Friday, 30 June 2017

Poets Come of Age - A Coming-of-Age Poem

We talk of poets and white doves
till sunrise
of blushing anemones, chilled juice
and ice cream and mother's apple pie.

A green wind is blowing—
green like the freedom of the pines
and strange like the words the poetess
whispered to the sea.
Lime scent and cinnamon grow on our lips
and Bacchus craves our youthful day.


The profundity of such curious poetry moves her
and she plunges into our scarlet whirlpool
until we cry out in joy and the blushing anemones
languish in a vase in your pink and white bedroom.

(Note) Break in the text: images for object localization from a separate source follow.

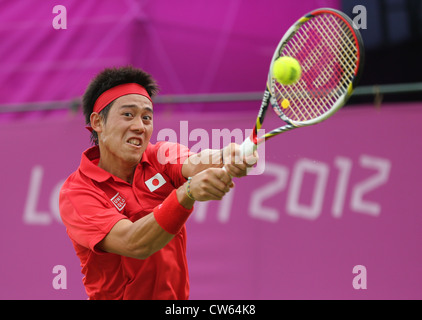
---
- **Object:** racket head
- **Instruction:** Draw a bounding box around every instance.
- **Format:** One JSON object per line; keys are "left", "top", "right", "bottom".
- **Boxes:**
{"left": 268, "top": 8, "right": 365, "bottom": 127}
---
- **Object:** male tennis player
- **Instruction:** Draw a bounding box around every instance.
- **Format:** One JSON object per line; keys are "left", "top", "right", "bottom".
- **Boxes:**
{"left": 59, "top": 66, "right": 257, "bottom": 300}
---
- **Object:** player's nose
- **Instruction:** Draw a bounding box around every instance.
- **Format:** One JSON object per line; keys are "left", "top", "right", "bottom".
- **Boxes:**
{"left": 130, "top": 116, "right": 146, "bottom": 133}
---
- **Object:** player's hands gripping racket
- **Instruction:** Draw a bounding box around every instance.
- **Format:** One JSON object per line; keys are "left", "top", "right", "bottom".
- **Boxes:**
{"left": 238, "top": 8, "right": 365, "bottom": 162}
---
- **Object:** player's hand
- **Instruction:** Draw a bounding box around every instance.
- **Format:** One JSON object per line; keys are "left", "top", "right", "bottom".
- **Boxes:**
{"left": 188, "top": 167, "right": 233, "bottom": 201}
{"left": 222, "top": 143, "right": 259, "bottom": 177}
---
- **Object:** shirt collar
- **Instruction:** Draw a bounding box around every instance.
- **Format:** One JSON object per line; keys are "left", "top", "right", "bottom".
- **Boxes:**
{"left": 140, "top": 144, "right": 151, "bottom": 164}
{"left": 79, "top": 146, "right": 111, "bottom": 182}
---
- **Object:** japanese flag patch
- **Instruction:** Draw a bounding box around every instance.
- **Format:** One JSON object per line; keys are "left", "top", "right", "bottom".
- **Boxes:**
{"left": 145, "top": 173, "right": 166, "bottom": 192}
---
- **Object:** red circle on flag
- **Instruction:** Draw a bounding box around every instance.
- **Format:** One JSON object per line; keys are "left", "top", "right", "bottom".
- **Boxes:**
{"left": 152, "top": 179, "right": 160, "bottom": 186}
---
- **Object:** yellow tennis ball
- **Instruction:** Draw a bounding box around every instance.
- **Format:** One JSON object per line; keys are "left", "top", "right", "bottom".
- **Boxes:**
{"left": 273, "top": 56, "right": 302, "bottom": 85}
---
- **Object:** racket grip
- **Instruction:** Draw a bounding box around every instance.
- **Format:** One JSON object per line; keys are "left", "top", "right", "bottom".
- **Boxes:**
{"left": 222, "top": 137, "right": 257, "bottom": 176}
{"left": 239, "top": 137, "right": 257, "bottom": 157}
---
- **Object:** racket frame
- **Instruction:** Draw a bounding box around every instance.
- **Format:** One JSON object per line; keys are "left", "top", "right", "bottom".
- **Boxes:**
{"left": 240, "top": 7, "right": 365, "bottom": 157}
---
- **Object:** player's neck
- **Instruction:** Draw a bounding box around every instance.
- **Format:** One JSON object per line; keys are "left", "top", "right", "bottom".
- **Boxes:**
{"left": 98, "top": 155, "right": 136, "bottom": 184}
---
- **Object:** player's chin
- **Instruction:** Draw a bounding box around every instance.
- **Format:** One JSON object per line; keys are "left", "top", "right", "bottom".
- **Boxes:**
{"left": 123, "top": 146, "right": 144, "bottom": 163}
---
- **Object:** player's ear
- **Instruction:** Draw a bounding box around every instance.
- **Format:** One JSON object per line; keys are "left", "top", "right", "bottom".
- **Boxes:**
{"left": 90, "top": 112, "right": 103, "bottom": 133}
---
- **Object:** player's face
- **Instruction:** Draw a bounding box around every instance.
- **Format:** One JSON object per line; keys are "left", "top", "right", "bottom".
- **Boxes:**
{"left": 97, "top": 94, "right": 153, "bottom": 170}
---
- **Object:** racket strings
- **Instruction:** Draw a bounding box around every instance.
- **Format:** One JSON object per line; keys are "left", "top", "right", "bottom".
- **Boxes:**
{"left": 275, "top": 25, "right": 333, "bottom": 120}
{"left": 320, "top": 18, "right": 357, "bottom": 88}
{"left": 272, "top": 13, "right": 359, "bottom": 123}
{"left": 275, "top": 36, "right": 316, "bottom": 121}
{"left": 311, "top": 17, "right": 355, "bottom": 102}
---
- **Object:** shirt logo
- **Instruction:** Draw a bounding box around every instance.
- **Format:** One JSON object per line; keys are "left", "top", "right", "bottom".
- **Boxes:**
{"left": 145, "top": 173, "right": 166, "bottom": 192}
{"left": 110, "top": 193, "right": 126, "bottom": 212}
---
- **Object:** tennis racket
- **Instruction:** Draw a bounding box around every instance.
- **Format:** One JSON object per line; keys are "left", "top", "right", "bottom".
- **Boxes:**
{"left": 239, "top": 7, "right": 365, "bottom": 158}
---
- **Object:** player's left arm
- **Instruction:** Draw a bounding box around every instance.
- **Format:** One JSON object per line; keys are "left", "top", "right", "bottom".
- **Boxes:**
{"left": 182, "top": 143, "right": 258, "bottom": 178}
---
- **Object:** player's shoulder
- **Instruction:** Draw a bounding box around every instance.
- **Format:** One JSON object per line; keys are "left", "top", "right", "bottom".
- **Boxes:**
{"left": 60, "top": 147, "right": 103, "bottom": 195}
{"left": 60, "top": 168, "right": 95, "bottom": 197}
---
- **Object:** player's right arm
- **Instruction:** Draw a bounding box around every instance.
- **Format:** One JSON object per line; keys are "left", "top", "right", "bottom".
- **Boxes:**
{"left": 182, "top": 143, "right": 258, "bottom": 179}
{"left": 97, "top": 167, "right": 232, "bottom": 259}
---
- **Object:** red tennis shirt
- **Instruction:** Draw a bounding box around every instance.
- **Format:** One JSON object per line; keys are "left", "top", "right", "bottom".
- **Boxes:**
{"left": 59, "top": 142, "right": 191, "bottom": 300}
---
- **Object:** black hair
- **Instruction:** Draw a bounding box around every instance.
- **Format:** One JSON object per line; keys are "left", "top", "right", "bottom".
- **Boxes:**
{"left": 82, "top": 66, "right": 159, "bottom": 144}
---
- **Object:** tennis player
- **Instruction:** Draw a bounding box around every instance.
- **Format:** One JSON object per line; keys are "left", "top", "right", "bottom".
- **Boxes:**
{"left": 59, "top": 66, "right": 258, "bottom": 300}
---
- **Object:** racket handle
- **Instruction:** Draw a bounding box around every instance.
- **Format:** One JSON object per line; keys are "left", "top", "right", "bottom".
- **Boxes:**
{"left": 239, "top": 137, "right": 257, "bottom": 157}
{"left": 222, "top": 137, "right": 257, "bottom": 176}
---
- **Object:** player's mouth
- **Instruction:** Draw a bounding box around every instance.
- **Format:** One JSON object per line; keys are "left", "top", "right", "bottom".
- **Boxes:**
{"left": 127, "top": 138, "right": 142, "bottom": 147}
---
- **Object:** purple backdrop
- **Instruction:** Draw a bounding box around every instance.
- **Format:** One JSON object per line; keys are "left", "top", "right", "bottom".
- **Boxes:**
{"left": 1, "top": 0, "right": 422, "bottom": 300}
{"left": 0, "top": 0, "right": 340, "bottom": 105}
{"left": 0, "top": 103, "right": 421, "bottom": 299}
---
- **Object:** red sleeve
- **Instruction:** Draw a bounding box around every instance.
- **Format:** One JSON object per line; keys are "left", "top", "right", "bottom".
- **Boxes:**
{"left": 151, "top": 142, "right": 192, "bottom": 188}
{"left": 59, "top": 186, "right": 127, "bottom": 253}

For many days she travelled on the river
escaping to the abandoned caves of the sea.
Incredulous, I searched for her till dawn
but never found her and her story was told to no one
still a mystery to me and to all her other lovers.

Each night I ask you to recite my poem
but you laugh at me and say it's no longer
avant-garde to have a melancholy soul.

You, who has the wisdom of the horizon in her eyes
where is the blossom that stroked your thighs in March?
Where is the blossom that kissed your eyes in April?
Will spring blossom dance on your breasts again in May?

You mock me and say I'm debauched
but then you warm me in your Reynaud's mouth
until I kneel for you in your pomegranate dawn;
and even though you tell me I'm a man who is flawed
I will never ask for your forgiveness
or beg for absolution from your sainted mother.